[Date Prev][Date Next][Thread Prev][Thread Next][Date Index][Thread Index]
RE: Java/Unicode brain damage
- From: Miles Sabin <msabin@interx.com>
- To: xml-dev@lists.xml.org
- Date: Fri, 27 Jul 2001 09:17:34 +0100
David Brownell wrote,
> Miles Sabin wrote,
> > A Java 'char' is a 16 bit data type, so it simply isn't possible
> > for it to directly represent a Unicode character.
>
> Could you elaborate?
[I'll use Tims 'jchar' and 'uchar']
Tim and Johns replies are exactly right as far as a single jchar is
concerned: a single jchar in isolation can't represent uchars outside
the BMP, and it can represent non-uchars (eg. surrogate values).
But of course jchars often don't appear in isolation. In char[]s and
in java.lang.Strings they appear in sequences, and in those cases
pairs of adjacent jchars can represent non-BMP uchars. Pairs of jchars
can also represent all sorts of other nonsense too, but that's not
necessarily a problem unless you absolutely insist that semantic
constraints be enforced programatically.
> The word "character" is heavily overloaded, but I think it's clear
> that in at least one sense a Java "char" _is_ what folk call a
> "character". That's just how the word is used, even if it's
> arguably sloppy usage for other contexts.
>
> It would likely be instructive to have someone explain the senses in
> which "char" is, and isn't, a character.

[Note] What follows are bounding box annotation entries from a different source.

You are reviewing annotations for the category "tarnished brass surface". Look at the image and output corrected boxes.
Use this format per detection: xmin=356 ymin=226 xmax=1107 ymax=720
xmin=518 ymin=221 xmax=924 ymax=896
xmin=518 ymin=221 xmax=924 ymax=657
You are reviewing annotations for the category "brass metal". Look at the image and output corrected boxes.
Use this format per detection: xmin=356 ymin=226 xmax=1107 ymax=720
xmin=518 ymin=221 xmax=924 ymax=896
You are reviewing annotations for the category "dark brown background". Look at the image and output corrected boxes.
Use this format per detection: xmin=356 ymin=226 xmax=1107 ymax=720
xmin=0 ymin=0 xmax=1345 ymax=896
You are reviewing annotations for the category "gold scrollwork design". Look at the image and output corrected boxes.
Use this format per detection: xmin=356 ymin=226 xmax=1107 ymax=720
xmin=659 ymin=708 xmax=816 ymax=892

I don't think that can be done. A jchar is a 16 bit unsigned scalar.
It's association with a uchar is pretty much conventional, although
that association is almost always made. There's no way of telling from
just the syntax of a Java program whether or not a jchar (or jbyte, or
jint, or anything else for that matter) is or isn't being used to
represent a uchar. To tell that you have to know what the program
means.
So I think it boils down to this: a jchar is a 16 bit unsigned scalar
which is typically appropriate for representing a BMP uchar; and jchar
sequences are typically appropriate for representing uchar sequences.

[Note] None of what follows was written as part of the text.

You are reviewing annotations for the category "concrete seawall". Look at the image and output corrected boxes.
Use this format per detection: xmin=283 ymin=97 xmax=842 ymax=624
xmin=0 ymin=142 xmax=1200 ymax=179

With the proviso that some jchars (resp. jchar sequences) don't
represent legal uchars (legal uchar sequences).
Oh, I guess I should point out that the above is my view, and doesn't
necessarily represent that of the JSR 51 EG (or anyone else, for that
matter ;-)
Cheers,
Miles
--
Miles Sabin InterX
Internet Systems Architect 27 Great West Road
+44 (0)20 8817 4030 Middx, TW8 9AS, UK
msabin@interx.com http://www.interx.com/